The Denkōroku (伝光録) is a book written by Keizan who was a successor to Dogen Zenji. The Denkōroku is The Book of the Transmission; it has chapters for each of the ancestors of the transmission of the Dharma.

The first chapter is the chapter on Shakyamuni Buddha and it ends with a little poem. Each of the chapters in Denkōroku ends with a verse. This first verse is as follows:

The branch of an old plum tree grows straight
Its thorns spread with time

This is a typically cryptic poem. What does it mean?

The old plum tree is the Dharma. It’s very old. In fact, it has been there from time immeasurable. A branch grows straight. This branch was Shakyamuni Buddha. Shakyamuni Buddha appeared in the world, a straight branch on an old plum tree.

If you reflect a moment, you realise that straight branches on old plum trees are rather rare. Shakyamuni Buddha was a very special case; and people recognised that he was a very special case. They came flocking to hear his teachings. Also, of course, as soon as it was seen that people were flocking to hear his teachings, some people became jealous and there were all sorts of arguments and splits and divisions and protests: young people wanted to go off and follow the Buddha and parents were outraged and locked them up in cupboards and wouldn’t let them go; some went on hunger-strike. There was all the normal pandemonium and commotion that you might expect when there is some stir in the social world.

So, although here we had this most miraculous and amazing phenomenon of a straight branch on an old plum tree, there were many thorns. There were thorns in every direction. As time goes on, there have been more thorns.

The Buddhadharma passes from generation to generation and it continues in essence to be a straight branch. It is straight in its morality, in its ethicality. It is straight in its appreciation of the nature of mind. It is straight in its being a pure and deep faith that transcends all the vicissitudes of ordinary life.

This is a straight branch and it is connected directly to the old plum tree of the Dharma which has its roots deep in the soil, the soil which is the soil of the whole universe, the whole cosmos, the whole of meaning.
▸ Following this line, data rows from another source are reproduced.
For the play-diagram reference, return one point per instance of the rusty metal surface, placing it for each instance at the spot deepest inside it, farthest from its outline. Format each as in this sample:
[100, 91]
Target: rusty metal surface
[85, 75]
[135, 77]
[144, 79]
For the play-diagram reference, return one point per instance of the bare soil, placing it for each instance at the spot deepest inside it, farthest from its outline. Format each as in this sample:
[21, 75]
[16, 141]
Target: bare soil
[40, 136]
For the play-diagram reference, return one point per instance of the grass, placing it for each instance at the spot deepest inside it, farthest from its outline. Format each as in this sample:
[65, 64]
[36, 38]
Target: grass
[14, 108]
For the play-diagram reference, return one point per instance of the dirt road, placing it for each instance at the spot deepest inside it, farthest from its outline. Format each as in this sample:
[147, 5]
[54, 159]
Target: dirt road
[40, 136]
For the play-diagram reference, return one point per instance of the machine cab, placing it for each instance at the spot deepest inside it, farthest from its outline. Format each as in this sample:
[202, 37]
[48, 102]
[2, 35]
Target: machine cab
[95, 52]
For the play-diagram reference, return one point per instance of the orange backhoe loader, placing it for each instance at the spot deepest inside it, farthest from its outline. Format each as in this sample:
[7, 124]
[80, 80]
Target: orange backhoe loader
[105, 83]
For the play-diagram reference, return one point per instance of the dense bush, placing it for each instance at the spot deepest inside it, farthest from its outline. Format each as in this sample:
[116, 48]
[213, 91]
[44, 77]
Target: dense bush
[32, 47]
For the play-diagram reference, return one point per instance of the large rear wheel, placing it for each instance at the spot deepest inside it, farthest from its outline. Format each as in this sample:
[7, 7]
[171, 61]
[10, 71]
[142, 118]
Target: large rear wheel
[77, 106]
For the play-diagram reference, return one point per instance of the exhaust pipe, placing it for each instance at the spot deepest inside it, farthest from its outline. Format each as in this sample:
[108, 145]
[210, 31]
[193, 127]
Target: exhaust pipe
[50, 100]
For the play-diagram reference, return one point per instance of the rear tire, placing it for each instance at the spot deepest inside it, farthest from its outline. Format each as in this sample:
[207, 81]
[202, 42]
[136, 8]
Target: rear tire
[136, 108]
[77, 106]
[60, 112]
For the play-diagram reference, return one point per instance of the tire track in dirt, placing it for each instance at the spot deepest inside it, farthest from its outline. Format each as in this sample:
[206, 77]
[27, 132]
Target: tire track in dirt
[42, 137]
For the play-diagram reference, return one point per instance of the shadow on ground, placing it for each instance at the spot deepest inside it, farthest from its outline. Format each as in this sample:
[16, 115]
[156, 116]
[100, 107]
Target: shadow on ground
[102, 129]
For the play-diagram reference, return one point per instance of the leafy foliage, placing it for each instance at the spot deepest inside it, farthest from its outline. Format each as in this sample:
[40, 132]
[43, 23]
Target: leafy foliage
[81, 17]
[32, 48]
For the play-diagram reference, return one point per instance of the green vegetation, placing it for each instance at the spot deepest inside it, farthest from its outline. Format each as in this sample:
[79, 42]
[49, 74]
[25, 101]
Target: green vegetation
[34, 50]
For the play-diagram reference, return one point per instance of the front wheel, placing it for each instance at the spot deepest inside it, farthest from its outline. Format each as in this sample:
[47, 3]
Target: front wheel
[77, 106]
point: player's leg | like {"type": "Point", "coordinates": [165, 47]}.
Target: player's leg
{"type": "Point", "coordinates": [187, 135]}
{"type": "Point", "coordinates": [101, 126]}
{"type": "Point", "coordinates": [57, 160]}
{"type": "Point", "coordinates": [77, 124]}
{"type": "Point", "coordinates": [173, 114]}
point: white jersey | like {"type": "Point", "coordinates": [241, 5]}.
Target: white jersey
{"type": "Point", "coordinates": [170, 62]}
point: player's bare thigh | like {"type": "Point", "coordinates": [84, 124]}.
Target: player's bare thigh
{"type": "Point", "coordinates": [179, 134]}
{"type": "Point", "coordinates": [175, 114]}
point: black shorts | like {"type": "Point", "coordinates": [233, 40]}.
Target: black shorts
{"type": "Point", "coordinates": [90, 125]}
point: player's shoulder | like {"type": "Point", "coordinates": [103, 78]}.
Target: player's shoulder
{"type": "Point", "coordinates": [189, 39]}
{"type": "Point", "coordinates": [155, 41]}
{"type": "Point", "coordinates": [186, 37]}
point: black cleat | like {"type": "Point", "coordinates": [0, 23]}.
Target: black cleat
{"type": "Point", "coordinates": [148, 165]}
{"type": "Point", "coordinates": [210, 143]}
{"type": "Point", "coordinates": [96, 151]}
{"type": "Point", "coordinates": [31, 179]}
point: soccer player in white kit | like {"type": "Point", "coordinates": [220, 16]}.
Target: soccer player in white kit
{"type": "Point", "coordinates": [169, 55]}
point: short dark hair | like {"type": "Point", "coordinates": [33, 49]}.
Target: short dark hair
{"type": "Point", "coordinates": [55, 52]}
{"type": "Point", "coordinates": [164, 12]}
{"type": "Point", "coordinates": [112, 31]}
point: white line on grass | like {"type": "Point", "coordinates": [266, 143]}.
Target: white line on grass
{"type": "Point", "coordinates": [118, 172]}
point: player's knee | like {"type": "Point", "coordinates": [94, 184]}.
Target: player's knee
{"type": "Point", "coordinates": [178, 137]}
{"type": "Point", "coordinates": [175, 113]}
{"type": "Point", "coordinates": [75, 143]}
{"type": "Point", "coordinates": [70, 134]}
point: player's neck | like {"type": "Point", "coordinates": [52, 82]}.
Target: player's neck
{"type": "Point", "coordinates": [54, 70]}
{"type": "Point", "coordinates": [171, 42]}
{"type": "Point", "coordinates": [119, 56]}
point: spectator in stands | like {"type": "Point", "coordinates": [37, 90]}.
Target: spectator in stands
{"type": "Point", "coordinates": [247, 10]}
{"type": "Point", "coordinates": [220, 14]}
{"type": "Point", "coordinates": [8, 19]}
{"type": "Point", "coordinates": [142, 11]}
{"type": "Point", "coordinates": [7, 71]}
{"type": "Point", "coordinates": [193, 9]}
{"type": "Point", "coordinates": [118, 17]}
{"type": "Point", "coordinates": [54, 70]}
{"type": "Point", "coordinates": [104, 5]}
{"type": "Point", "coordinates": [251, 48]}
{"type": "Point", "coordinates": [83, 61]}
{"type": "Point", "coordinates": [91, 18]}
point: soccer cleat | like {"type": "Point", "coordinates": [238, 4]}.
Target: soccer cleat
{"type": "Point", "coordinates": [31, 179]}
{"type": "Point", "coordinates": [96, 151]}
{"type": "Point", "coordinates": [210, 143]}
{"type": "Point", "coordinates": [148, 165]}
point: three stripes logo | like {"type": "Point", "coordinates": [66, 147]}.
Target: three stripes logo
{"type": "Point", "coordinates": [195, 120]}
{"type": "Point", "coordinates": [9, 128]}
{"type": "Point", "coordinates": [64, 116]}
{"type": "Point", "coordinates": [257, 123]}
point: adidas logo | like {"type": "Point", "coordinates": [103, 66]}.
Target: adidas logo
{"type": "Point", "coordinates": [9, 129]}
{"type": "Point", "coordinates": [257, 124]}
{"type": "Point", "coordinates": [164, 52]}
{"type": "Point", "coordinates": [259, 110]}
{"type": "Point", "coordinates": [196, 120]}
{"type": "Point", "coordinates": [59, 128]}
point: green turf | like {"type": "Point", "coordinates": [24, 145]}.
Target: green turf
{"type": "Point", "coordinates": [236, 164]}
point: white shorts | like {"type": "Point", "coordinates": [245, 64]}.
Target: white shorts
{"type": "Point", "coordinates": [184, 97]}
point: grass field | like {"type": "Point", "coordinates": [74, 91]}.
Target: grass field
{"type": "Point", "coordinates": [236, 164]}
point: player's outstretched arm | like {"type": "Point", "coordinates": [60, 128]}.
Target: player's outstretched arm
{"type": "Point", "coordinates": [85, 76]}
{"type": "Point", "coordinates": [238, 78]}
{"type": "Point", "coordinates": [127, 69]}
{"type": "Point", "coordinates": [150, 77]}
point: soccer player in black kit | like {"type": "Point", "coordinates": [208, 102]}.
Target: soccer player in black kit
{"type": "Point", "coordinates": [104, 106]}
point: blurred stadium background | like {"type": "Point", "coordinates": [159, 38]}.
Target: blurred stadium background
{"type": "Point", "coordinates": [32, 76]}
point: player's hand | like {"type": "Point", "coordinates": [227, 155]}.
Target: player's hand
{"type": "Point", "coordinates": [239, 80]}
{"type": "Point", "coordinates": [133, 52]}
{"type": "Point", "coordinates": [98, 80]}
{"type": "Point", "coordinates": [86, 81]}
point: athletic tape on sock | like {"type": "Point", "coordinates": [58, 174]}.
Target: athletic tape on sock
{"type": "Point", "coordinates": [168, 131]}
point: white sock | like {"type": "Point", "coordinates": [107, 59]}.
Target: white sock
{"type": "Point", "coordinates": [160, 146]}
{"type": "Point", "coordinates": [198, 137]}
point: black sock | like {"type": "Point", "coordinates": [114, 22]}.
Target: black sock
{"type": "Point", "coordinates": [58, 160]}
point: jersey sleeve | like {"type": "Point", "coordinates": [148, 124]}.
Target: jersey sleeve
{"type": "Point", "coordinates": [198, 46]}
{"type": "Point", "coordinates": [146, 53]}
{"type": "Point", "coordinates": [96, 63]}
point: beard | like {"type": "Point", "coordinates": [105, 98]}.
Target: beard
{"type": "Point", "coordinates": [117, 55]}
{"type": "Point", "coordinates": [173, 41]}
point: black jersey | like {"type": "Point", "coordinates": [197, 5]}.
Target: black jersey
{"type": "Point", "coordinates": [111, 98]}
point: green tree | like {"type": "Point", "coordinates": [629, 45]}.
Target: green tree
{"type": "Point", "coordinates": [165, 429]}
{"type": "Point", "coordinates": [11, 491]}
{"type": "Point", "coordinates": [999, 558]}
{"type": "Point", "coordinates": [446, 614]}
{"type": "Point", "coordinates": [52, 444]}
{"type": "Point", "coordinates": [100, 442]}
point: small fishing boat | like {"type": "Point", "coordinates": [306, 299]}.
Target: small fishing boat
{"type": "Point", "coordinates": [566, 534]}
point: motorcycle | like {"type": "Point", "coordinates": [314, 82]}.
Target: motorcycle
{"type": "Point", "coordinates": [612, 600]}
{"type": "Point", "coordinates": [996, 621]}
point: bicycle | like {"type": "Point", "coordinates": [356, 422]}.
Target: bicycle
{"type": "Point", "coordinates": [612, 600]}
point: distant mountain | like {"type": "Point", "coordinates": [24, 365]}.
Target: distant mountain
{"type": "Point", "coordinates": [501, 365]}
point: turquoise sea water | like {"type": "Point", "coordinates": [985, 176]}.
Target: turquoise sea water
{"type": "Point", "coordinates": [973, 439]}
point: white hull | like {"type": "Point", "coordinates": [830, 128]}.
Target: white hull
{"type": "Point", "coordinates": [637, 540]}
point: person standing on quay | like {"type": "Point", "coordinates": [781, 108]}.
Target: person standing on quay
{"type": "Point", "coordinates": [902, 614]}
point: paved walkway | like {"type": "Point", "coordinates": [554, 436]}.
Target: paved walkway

But the plum tree has thorns. On the one hand, you can say these thorns are a lot of trouble, they cause a lot of upset, people get prickled by them. On the other hand, the thorns are also something of a protection for the fruit of the tree. The plum tree bears beautiful fruit. The Dharma’s fruit appears in the world and it is in a certain way protected by the prickles.

So, Keizan wrote this verse

The branch of an old plum tree grows straight
Its thorns spread with time

to conclude his chapter in the Denkōroku about Shakyamuni Buddha, the founder of our great tradition. This is, what we turn to, this is, what we go back to, this is the object of our refuge. We take refuge in that straight branch which takes us right back to the old plum tree.